Folglich lässt sich nicht feststellen, dass das Vermögen allein für persönliche Zwecke und nicht zur Finanzierung der Ausbildung eingesetzt werden sollte. Es erscheint daher auch nicht grob unbillig, den Einsatz für die Ausbildung zu verlangen, nachdem sich die wirtschaftlichen Verhältnisse, die die Ansparung ermöglicht haben, durch die Trennung des Beklagten von seiner Ehefrau deutlich verschlechtert haben. Das gilt insbesondere, weil feststeht, dass der Kläger nach dem Abschluss der höheren Handelsschule nicht studieren, sondern eine Ausbildung zum Friseur machen wird, weshalb er sein Vermögen auch nur teilweise für seinen Lebensunterhalt während der Ausbildung einsetzen muss.

Er wird ab dem zweiten Lehrjahr eine Ausbildungsvergütung von brutto 437,- € beziehen. Zieht man Sozialversicherungsabgaben von rund 21 % und ausbildungsbedingte Mehrkosten von 85,- € ab, so bleiben ihm rund 260,- €, die den offenen Bedarf von 252,- € decken, so dass ein Vermögenseinsatz nur für die Zeit davor erforderlich ist.

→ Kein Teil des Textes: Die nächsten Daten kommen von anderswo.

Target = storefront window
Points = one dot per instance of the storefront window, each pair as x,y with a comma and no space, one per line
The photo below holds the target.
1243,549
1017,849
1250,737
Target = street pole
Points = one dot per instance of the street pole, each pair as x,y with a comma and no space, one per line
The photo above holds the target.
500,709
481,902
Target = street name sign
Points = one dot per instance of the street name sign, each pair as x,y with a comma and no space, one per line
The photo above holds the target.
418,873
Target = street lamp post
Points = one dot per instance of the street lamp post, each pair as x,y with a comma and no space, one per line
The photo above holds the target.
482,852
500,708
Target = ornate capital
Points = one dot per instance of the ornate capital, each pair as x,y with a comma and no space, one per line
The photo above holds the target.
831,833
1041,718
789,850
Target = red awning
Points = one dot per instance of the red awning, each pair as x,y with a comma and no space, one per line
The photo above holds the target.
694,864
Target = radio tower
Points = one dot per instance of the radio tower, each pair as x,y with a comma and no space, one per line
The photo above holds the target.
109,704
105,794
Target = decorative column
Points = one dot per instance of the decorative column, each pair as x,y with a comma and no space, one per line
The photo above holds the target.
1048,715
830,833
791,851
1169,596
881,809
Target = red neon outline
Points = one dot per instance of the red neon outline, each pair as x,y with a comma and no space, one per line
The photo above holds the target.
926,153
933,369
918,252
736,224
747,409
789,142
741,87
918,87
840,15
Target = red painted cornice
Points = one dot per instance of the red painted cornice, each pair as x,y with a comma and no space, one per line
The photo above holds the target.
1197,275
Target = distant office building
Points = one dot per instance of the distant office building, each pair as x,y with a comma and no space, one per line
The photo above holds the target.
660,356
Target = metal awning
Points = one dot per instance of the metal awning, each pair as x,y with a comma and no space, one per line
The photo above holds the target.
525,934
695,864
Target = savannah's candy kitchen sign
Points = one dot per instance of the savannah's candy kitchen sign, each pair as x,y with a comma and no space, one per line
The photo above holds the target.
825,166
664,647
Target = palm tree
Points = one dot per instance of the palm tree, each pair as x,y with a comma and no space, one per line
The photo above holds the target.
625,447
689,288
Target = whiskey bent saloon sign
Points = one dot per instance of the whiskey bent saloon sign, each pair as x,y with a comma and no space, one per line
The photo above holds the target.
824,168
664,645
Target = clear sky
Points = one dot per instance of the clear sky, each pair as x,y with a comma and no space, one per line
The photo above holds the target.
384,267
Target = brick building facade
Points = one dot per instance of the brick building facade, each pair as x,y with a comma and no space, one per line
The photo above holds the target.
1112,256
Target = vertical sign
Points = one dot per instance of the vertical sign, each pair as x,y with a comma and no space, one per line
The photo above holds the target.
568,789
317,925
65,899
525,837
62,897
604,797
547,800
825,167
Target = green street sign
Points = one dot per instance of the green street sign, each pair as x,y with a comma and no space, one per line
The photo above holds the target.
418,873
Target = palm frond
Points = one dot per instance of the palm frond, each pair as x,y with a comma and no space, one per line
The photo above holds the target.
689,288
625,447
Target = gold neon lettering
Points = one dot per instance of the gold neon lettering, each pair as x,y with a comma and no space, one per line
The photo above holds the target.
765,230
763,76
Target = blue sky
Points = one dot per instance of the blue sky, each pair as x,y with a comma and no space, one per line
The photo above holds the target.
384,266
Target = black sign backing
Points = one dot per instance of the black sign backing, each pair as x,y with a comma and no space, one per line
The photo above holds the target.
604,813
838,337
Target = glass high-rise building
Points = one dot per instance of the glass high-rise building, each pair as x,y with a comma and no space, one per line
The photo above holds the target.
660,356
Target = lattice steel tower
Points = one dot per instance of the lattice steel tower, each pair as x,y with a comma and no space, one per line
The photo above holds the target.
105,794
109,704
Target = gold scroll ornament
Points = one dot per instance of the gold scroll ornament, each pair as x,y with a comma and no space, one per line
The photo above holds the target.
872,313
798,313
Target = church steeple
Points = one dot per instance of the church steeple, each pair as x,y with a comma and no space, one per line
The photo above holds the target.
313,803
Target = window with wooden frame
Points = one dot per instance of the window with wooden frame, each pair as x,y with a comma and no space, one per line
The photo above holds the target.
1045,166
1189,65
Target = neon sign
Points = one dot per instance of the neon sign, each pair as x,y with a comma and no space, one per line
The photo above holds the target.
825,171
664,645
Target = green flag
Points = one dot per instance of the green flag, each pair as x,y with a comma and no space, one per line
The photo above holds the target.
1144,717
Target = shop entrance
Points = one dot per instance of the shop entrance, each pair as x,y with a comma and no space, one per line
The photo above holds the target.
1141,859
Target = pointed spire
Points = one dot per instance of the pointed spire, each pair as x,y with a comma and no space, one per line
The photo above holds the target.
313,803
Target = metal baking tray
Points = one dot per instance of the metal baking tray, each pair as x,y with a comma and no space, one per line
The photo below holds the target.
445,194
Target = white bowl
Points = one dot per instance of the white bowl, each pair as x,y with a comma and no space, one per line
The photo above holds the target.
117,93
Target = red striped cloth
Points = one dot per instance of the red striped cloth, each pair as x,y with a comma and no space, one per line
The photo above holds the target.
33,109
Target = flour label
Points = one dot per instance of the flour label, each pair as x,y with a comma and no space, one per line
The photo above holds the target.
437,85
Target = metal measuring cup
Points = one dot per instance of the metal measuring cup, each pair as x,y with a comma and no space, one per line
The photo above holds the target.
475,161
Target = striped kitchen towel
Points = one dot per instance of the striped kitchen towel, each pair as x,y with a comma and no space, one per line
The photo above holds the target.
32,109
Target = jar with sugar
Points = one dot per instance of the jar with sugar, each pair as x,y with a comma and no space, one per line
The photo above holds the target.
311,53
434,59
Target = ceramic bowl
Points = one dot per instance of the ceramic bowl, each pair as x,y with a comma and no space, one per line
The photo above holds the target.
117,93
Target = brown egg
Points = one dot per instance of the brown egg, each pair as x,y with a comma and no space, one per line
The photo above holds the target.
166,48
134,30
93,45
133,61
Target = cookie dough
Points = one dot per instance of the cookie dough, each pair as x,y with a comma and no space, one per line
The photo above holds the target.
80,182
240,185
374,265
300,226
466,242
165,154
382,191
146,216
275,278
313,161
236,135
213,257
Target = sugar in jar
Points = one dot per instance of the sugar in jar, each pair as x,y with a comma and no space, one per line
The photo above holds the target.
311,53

Während für die Zeit vom 14.08.2005 bis zum 31.08.2006 monatlich 252,- € einzusetzen sind, sinkt der Bedarf mit dem Beginn der Lehre. Im ersten Lehrjahr bezieht der Kläger bereits einen Bruttolohn von 323,- €, so dass ihm nach Abzug der Kostenpauschale von 85,- € und der Sozialabgaben von etwa 21 % rund 170y- € verbleiben werden. Pro Monat ergibt das eine Bedarfslücke von 82,- € (252,- € ./. 170,- €). Also wird er ab dem 14.08.2005 insgesamt folgende Beträge aus seinem Vermögen einzusetzen haben:

14.08.05 bis 31.08.06 (12,5 * 252,- €) 3.150,- €

01.09.06 bis 31.08.07 (12 * 82,- €) 984.- €

zusammen 4.134,- €

Da er nach der vorgelegten Bescheinigung am 11.05.2005 insgesamt über einen Sparbetrag von 15.169,04 € verfügt hat, wird ihm nur ein Verbrauch von etwa 27 % seines Vermögens zugemutet. Das ist maßvoll und begründet keine grobe Unbilligkeit.

bb)

Welche Schonbeträge dem Unterhaltsberechtigten für Fälle plötzlich auftretenden Sonderbedarfs zu belassen sind, hat der BGH offen gelassen und dafür in seiner bereits zitierten Entscheidung (FamRZ 1998, S. 369) nur einen Rahmen zwischen 2.500,- DM und 8.000,- DM genannt. Dieser Rahmen für das Schonvermögen ist bei weitem nicht tangiert, wenn dem Kläger der Einsatz von rund 4.131,- € zugemutet wird.

cc)

Also beruft sich der Beklagte zu Recht darauf, dass der Kläger zu 1) ab dem Zeitpunkt der Volljährigkeit seinen Bedarf selber decken muss, so dass die ab diesem Zeitpunkt erhobene Leistungsklage insgesamt unbegründet ist.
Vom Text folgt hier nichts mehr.